Question

1. In order to evaluate a spectrophotometric method for the determination of titanium, the method was applied to alloy samples containing difference certified amounts of titanium. The results (%Ti) are shown below.

Sample                        Certified Value           Mean               Standard Deviation

1                      0.496                           0.482               0.0257

2                      0.995                           1.009               0.0248

3                      1.493                           1.505               0.0287

4                      1.990                           2.002               0.0212

For each alloy, eight replicate determinations were made.
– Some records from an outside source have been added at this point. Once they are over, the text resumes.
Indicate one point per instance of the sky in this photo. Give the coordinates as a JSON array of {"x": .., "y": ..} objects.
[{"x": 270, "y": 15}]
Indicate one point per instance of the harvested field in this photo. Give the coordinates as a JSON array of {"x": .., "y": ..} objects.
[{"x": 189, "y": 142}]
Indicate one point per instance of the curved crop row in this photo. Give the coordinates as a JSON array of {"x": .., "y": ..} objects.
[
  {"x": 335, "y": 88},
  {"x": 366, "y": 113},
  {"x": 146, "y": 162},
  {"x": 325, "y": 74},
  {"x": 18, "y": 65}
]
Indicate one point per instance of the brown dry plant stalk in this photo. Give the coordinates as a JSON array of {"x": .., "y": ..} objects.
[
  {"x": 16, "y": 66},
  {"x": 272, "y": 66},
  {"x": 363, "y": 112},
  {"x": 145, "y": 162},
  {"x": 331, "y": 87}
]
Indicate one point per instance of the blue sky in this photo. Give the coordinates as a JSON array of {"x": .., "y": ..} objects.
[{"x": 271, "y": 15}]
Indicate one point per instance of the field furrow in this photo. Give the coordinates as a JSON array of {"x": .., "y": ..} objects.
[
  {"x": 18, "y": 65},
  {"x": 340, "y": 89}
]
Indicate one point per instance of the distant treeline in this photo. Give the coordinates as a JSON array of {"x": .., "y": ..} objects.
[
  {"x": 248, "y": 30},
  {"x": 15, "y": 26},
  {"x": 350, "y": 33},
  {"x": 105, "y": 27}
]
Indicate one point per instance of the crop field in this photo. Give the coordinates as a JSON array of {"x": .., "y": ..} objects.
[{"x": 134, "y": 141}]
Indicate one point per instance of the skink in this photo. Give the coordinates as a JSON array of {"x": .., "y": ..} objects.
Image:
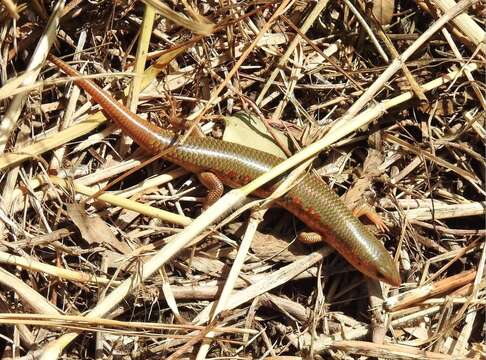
[{"x": 311, "y": 200}]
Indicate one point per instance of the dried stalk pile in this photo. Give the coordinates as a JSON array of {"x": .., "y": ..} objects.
[{"x": 107, "y": 253}]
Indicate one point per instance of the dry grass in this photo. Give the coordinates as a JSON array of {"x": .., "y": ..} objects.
[{"x": 392, "y": 93}]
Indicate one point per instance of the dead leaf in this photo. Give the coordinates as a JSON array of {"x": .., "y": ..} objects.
[
  {"x": 247, "y": 129},
  {"x": 94, "y": 230}
]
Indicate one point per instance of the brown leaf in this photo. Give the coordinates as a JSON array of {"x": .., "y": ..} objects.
[
  {"x": 383, "y": 10},
  {"x": 93, "y": 229}
]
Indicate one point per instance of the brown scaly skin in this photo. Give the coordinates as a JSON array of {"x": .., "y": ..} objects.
[{"x": 311, "y": 200}]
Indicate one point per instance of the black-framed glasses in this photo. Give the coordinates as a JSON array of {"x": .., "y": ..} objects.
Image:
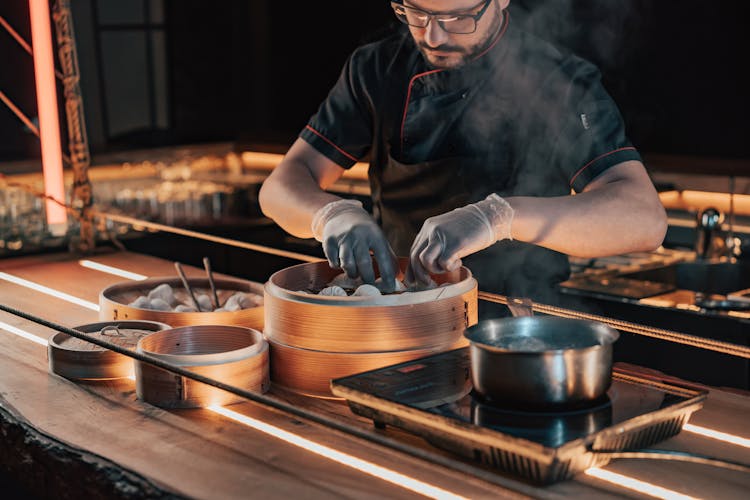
[{"x": 458, "y": 23}]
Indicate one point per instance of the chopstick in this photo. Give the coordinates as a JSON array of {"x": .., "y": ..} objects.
[
  {"x": 207, "y": 267},
  {"x": 187, "y": 285}
]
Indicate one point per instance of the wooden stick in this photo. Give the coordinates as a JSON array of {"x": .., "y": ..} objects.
[
  {"x": 207, "y": 267},
  {"x": 187, "y": 285}
]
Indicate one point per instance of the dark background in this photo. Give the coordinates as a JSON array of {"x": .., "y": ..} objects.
[{"x": 254, "y": 71}]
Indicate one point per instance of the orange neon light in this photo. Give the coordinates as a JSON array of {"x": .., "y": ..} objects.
[{"x": 49, "y": 123}]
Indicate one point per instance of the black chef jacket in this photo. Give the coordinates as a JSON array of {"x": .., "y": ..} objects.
[{"x": 520, "y": 119}]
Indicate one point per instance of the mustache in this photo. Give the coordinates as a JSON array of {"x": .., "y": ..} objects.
[{"x": 441, "y": 48}]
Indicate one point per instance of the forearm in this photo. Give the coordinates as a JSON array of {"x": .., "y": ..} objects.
[
  {"x": 620, "y": 216},
  {"x": 291, "y": 196}
]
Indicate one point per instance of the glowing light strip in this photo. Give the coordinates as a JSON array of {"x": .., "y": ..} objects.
[
  {"x": 48, "y": 291},
  {"x": 721, "y": 436},
  {"x": 388, "y": 475},
  {"x": 23, "y": 333},
  {"x": 49, "y": 122},
  {"x": 636, "y": 485},
  {"x": 112, "y": 270}
]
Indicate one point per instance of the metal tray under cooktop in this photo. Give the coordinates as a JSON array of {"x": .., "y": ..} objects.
[{"x": 432, "y": 397}]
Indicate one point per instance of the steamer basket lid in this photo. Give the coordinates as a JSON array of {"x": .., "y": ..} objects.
[{"x": 76, "y": 358}]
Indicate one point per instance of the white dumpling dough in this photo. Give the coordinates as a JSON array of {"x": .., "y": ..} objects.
[
  {"x": 141, "y": 302},
  {"x": 399, "y": 286},
  {"x": 334, "y": 291},
  {"x": 344, "y": 281},
  {"x": 366, "y": 291},
  {"x": 205, "y": 302},
  {"x": 159, "y": 305}
]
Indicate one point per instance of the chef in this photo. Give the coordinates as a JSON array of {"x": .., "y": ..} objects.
[{"x": 487, "y": 146}]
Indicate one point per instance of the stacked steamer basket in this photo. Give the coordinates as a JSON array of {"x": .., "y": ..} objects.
[
  {"x": 234, "y": 355},
  {"x": 225, "y": 345},
  {"x": 316, "y": 338},
  {"x": 76, "y": 359},
  {"x": 118, "y": 301}
]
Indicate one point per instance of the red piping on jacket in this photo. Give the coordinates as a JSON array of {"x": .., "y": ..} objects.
[
  {"x": 506, "y": 20},
  {"x": 331, "y": 143},
  {"x": 572, "y": 180}
]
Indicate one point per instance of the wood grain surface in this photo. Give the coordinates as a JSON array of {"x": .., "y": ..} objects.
[{"x": 201, "y": 454}]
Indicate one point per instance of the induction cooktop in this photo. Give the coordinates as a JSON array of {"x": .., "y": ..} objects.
[{"x": 433, "y": 398}]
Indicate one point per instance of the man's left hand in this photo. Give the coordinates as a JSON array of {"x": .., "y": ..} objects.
[{"x": 446, "y": 238}]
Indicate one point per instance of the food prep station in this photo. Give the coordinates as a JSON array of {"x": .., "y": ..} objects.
[{"x": 414, "y": 428}]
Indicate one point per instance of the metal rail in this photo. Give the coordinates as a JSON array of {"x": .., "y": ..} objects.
[
  {"x": 647, "y": 331},
  {"x": 203, "y": 236},
  {"x": 297, "y": 411},
  {"x": 627, "y": 326}
]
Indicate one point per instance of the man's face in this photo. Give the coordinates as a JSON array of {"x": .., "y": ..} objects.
[{"x": 450, "y": 50}]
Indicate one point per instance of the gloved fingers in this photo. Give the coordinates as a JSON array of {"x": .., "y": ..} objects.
[
  {"x": 364, "y": 263},
  {"x": 347, "y": 259},
  {"x": 355, "y": 260},
  {"x": 331, "y": 250},
  {"x": 415, "y": 272},
  {"x": 387, "y": 263},
  {"x": 433, "y": 256}
]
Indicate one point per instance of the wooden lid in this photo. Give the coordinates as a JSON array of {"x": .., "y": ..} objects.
[{"x": 75, "y": 358}]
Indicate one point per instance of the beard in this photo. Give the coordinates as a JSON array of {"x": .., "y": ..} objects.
[{"x": 453, "y": 56}]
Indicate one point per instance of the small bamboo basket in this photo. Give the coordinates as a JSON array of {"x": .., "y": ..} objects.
[
  {"x": 114, "y": 300},
  {"x": 233, "y": 355},
  {"x": 317, "y": 338}
]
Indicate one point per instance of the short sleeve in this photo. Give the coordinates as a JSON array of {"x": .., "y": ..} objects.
[
  {"x": 342, "y": 129},
  {"x": 592, "y": 134}
]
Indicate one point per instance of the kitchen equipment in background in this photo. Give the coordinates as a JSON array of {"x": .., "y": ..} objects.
[
  {"x": 542, "y": 360},
  {"x": 115, "y": 300},
  {"x": 76, "y": 359},
  {"x": 316, "y": 338},
  {"x": 432, "y": 398},
  {"x": 233, "y": 355}
]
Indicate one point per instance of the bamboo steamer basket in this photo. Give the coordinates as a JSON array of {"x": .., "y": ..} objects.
[
  {"x": 315, "y": 338},
  {"x": 415, "y": 320},
  {"x": 76, "y": 359},
  {"x": 310, "y": 372},
  {"x": 114, "y": 300},
  {"x": 233, "y": 355}
]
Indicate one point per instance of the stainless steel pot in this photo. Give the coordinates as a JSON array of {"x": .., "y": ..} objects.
[{"x": 541, "y": 361}]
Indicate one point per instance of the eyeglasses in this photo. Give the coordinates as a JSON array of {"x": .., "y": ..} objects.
[{"x": 451, "y": 22}]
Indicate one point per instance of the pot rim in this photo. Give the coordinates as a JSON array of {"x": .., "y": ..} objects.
[{"x": 608, "y": 335}]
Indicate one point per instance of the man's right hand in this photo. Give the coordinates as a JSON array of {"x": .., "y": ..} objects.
[{"x": 348, "y": 233}]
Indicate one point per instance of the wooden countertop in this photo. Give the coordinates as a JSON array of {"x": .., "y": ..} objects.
[{"x": 63, "y": 431}]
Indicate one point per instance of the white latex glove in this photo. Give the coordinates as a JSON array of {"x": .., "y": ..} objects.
[
  {"x": 446, "y": 238},
  {"x": 348, "y": 233}
]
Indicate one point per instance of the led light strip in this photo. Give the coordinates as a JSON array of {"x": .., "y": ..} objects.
[
  {"x": 112, "y": 270},
  {"x": 721, "y": 436},
  {"x": 23, "y": 333},
  {"x": 348, "y": 460},
  {"x": 388, "y": 475},
  {"x": 636, "y": 484},
  {"x": 48, "y": 291}
]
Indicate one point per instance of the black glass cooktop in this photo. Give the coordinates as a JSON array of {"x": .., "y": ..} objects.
[{"x": 441, "y": 385}]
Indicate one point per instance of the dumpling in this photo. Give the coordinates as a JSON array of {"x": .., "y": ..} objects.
[
  {"x": 205, "y": 302},
  {"x": 163, "y": 292},
  {"x": 159, "y": 305},
  {"x": 366, "y": 291},
  {"x": 398, "y": 286},
  {"x": 141, "y": 302},
  {"x": 344, "y": 281},
  {"x": 334, "y": 291}
]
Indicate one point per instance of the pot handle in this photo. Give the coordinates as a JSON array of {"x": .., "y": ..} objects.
[
  {"x": 677, "y": 456},
  {"x": 520, "y": 306}
]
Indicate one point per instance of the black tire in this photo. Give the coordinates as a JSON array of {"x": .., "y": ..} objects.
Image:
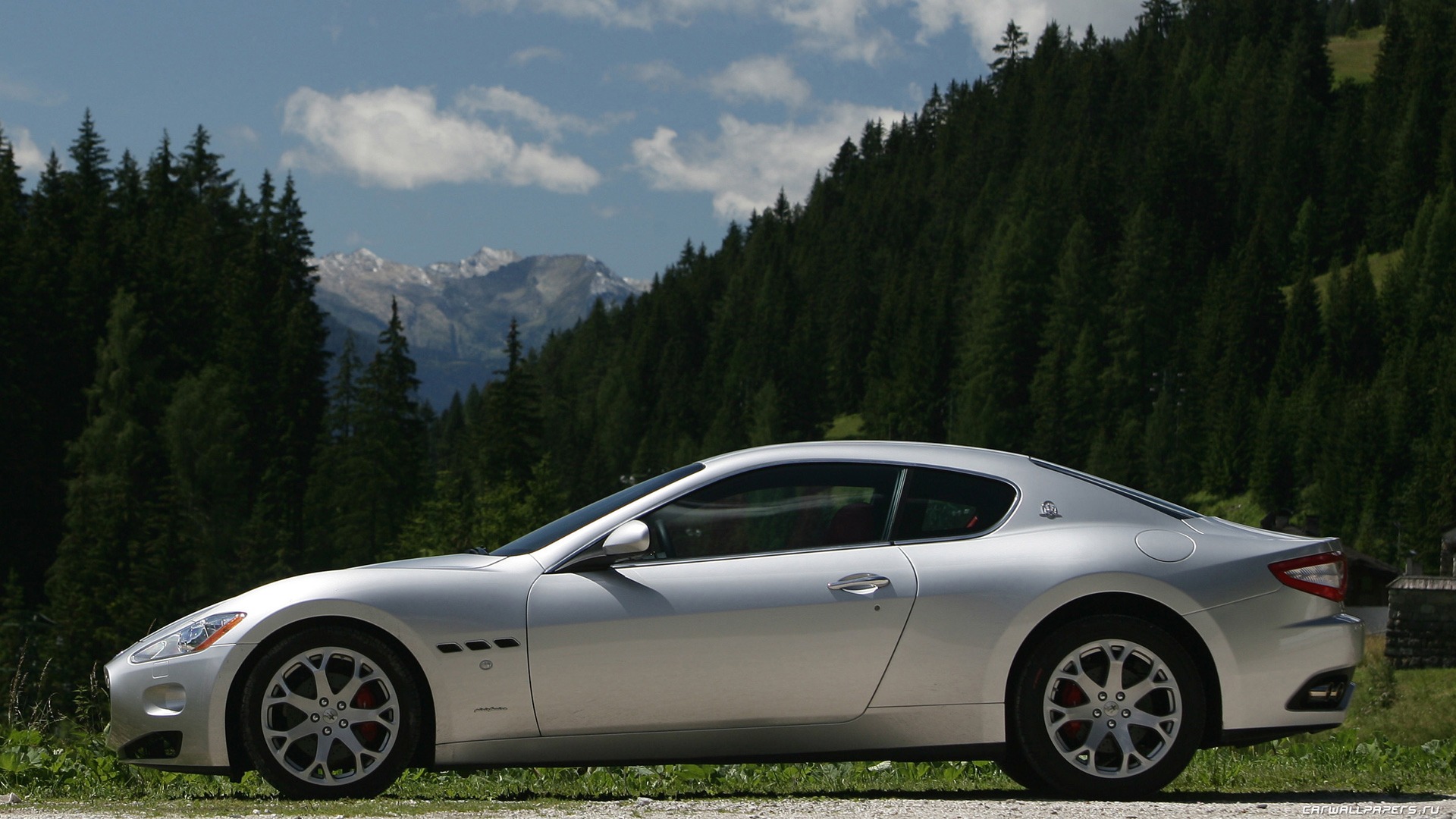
[
  {"x": 331, "y": 713},
  {"x": 1091, "y": 732},
  {"x": 1014, "y": 764}
]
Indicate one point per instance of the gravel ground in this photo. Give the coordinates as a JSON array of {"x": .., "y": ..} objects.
[{"x": 1210, "y": 806}]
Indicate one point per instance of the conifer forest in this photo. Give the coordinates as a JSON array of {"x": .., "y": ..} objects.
[{"x": 1181, "y": 257}]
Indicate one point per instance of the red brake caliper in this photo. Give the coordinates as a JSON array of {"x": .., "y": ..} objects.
[
  {"x": 367, "y": 732},
  {"x": 1069, "y": 695}
]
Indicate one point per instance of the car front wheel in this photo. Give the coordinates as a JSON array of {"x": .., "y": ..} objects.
[
  {"x": 1109, "y": 707},
  {"x": 331, "y": 713}
]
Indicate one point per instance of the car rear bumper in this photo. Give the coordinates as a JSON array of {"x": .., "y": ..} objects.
[{"x": 1280, "y": 681}]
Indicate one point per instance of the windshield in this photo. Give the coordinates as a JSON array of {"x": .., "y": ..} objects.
[{"x": 563, "y": 526}]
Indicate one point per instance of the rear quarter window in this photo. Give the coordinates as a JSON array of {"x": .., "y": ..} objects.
[{"x": 938, "y": 503}]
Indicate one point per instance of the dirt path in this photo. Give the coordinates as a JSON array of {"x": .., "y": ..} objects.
[{"x": 1210, "y": 806}]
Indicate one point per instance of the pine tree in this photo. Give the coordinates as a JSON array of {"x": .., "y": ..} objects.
[
  {"x": 1012, "y": 49},
  {"x": 112, "y": 575}
]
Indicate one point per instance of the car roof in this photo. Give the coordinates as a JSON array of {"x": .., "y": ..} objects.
[{"x": 886, "y": 450}]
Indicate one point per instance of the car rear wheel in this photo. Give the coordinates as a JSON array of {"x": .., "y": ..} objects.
[
  {"x": 329, "y": 714},
  {"x": 1109, "y": 707}
]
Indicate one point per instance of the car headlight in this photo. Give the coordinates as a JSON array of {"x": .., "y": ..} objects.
[{"x": 191, "y": 637}]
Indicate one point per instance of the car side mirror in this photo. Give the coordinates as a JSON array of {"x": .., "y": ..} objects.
[{"x": 631, "y": 538}]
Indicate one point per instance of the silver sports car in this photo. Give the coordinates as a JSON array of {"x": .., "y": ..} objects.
[{"x": 795, "y": 602}]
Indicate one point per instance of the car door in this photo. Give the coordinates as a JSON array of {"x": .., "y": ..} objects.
[{"x": 769, "y": 598}]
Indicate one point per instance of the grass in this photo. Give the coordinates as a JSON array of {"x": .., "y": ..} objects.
[
  {"x": 1381, "y": 267},
  {"x": 1353, "y": 57},
  {"x": 1239, "y": 509},
  {"x": 1398, "y": 738},
  {"x": 846, "y": 428}
]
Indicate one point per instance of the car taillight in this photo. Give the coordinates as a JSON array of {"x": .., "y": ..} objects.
[{"x": 1321, "y": 575}]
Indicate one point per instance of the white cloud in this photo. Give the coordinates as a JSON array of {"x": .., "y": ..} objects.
[
  {"x": 528, "y": 55},
  {"x": 660, "y": 74},
  {"x": 498, "y": 99},
  {"x": 27, "y": 155},
  {"x": 397, "y": 137},
  {"x": 18, "y": 91},
  {"x": 835, "y": 27},
  {"x": 761, "y": 79},
  {"x": 641, "y": 15},
  {"x": 747, "y": 165}
]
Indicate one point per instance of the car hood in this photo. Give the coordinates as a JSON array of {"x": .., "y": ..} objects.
[{"x": 440, "y": 561}]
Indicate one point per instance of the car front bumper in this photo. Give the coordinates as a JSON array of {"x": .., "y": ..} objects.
[{"x": 172, "y": 714}]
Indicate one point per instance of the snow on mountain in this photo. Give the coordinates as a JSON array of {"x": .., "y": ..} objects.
[{"x": 456, "y": 314}]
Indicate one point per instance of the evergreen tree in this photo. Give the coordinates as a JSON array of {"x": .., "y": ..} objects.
[{"x": 112, "y": 575}]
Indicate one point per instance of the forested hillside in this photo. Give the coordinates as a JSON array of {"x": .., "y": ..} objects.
[
  {"x": 1147, "y": 257},
  {"x": 1085, "y": 257}
]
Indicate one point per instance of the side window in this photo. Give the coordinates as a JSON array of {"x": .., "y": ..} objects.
[
  {"x": 946, "y": 504},
  {"x": 799, "y": 506}
]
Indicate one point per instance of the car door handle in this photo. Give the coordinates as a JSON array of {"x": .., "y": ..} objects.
[{"x": 862, "y": 583}]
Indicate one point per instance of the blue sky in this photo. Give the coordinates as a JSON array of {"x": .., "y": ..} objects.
[{"x": 430, "y": 129}]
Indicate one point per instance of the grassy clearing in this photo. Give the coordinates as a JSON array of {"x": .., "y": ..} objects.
[
  {"x": 1398, "y": 738},
  {"x": 1353, "y": 57},
  {"x": 1239, "y": 509},
  {"x": 846, "y": 428}
]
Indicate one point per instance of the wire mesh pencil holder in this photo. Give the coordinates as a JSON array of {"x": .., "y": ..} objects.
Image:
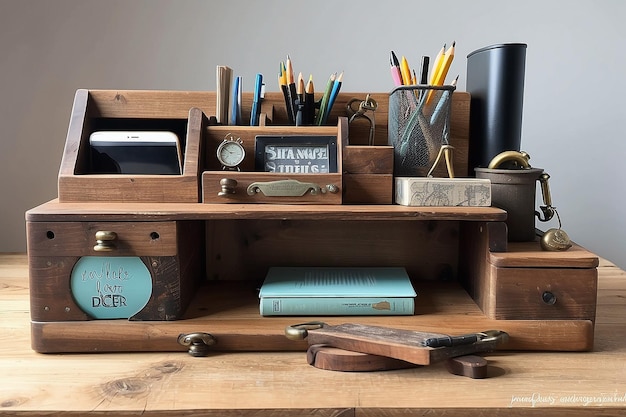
[{"x": 418, "y": 127}]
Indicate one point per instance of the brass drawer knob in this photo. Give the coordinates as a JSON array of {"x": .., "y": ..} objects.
[
  {"x": 105, "y": 241},
  {"x": 548, "y": 298},
  {"x": 199, "y": 343}
]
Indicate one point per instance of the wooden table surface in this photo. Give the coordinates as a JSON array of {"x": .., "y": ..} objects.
[{"x": 282, "y": 383}]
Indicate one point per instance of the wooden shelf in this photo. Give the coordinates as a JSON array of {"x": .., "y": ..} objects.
[
  {"x": 55, "y": 211},
  {"x": 230, "y": 312}
]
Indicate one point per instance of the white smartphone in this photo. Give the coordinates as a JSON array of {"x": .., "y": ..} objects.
[{"x": 135, "y": 152}]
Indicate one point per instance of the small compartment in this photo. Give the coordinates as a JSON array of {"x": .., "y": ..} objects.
[
  {"x": 300, "y": 182},
  {"x": 89, "y": 175}
]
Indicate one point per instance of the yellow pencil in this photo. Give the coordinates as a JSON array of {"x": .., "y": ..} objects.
[{"x": 440, "y": 77}]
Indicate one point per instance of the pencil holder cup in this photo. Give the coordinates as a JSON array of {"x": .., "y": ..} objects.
[{"x": 418, "y": 126}]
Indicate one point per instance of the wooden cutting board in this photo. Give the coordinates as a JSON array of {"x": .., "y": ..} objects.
[
  {"x": 404, "y": 345},
  {"x": 335, "y": 359}
]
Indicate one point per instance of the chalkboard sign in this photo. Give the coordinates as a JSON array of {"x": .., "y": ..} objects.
[{"x": 296, "y": 154}]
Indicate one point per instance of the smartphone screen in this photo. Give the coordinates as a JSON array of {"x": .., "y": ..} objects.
[{"x": 135, "y": 152}]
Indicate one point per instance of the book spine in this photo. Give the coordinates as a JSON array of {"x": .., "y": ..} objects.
[{"x": 336, "y": 306}]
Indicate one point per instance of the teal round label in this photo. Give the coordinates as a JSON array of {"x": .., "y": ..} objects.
[{"x": 111, "y": 287}]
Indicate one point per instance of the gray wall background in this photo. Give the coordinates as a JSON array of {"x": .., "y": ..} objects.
[{"x": 574, "y": 115}]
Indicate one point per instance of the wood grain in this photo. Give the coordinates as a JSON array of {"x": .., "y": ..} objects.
[{"x": 283, "y": 383}]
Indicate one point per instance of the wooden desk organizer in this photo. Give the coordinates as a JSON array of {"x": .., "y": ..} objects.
[
  {"x": 365, "y": 174},
  {"x": 141, "y": 110},
  {"x": 467, "y": 276}
]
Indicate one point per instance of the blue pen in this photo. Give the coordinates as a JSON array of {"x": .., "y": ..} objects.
[
  {"x": 333, "y": 96},
  {"x": 256, "y": 103},
  {"x": 235, "y": 103}
]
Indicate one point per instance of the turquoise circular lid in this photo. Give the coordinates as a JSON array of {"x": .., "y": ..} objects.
[{"x": 109, "y": 287}]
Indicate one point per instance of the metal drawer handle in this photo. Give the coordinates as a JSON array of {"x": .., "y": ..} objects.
[{"x": 105, "y": 241}]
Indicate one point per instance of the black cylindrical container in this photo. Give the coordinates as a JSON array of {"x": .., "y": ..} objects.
[{"x": 495, "y": 81}]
For each alloy, test whether the mean value differs significantly from the certified value.

Answer 1

Sample 1: Data:     n = 8    μ = 0.496    s = 0.0257    x-bar = 0.482    Hypotheses:    Ho: μ = 0.496    Ha: μ ≠ 0.496    Decision Rule:    α = 0.05    Degrees of freedom = 8 - 1 = 7 Lower Critical t- score = -2.364624251 Upper Critical t- score = 2.364624251 Reject Ho if |t| > 2.364624251 Test Statistic:    SE = s/√n = 0.0257/√8 = 0.009086322 t = (x-bar - μ)/SE = (0.482 - 0.496)/0.00908632213824714 = -1.54078 p- value = 0.167269951    Decision (in terms of the hypotheses): Since 1.540777422 < 2.364624 we fail to reject Ho Conclusion (in terms of the problem): This sample meets the certified value Sample 2: Data:     n = 8    μ = 0.995    s = 0.0248    x-bar = 1.009    Hypotheses:    Ho: μ = 0.995    Ha: μ ≠ 0.995    Decision Rule:    α = 0.05    Degrees of freedom = 8 - 1 = 7 Lower Critical t- score = -2.364624251 Upper Critical t- score = 2.364624251 Reject Ho if |t| > 2.364624251 Test Statistic:    SE = s/√n = 0.0248/√8 = 0.008768124 t = (x-bar - μ)/SE = (1.009 - 0.995)/0.00876812408671319 = 1.596693 p- value = 0.15436533    Decision (in terms of the hypotheses): Since 1.596692732 < 2.364624 we fail to reject Ho Conclusion (in terms of the problem): This sample meets the certified value Sample 3: Data:     n = 8    μ = 1.493    s = 0.0287    x-bar = 1.505    Hypotheses:    Ho: μ = 1.493    Ha: μ ≠ 1.493    Decision Rule:    α = 0.05    Degrees of freedom = 8 - 1 = 7 Lower Critical t- score = -2.364624251 Upper Critical t- score = 2.364624251 Reject Ho if |t| > 2.364624251 Test Statistic:    SE = s/√n = 0.0287/√8 = 0.010146982 t = (x-bar - μ)/SE = (1.505 - 1.493)/0.010146982310027 = 1.182618 p- value = 0.275567805    Decision (in terms of the hypotheses): Since 1.182617613 < 2.364624 we fail to reject Ho Conclusion (in terms of the problem): This sample meets the certified value Sample 4: Data:     n = 8    μ = 1.99    s = 0.0212    x-bar = 2.002    Hypotheses:    Ho: μ = 1.99    Ha: μ ≠ 1.99    Decision Rule:    α = 0.05    Degrees of freedom = 8 - 1 = 7 Lower Critical t- score = -2.364624251 Upper Critical t- score = 2.364624251 Reject Ho if |t| > 2.364624251 Test Statistic:    SE = s/√n = 0.0212/√8 = 0.007495332 t = (x-bar - μ)/SE = (2.002 - 1.99)/0.0074953318805774 = 1.600996 p- value = 0.153411302    Decision (in terms of the hypotheses): Since 1.600996486 < 2.364624 we fail to reject Ho Conclusion (in terms of the problem): This sample meets the certified value.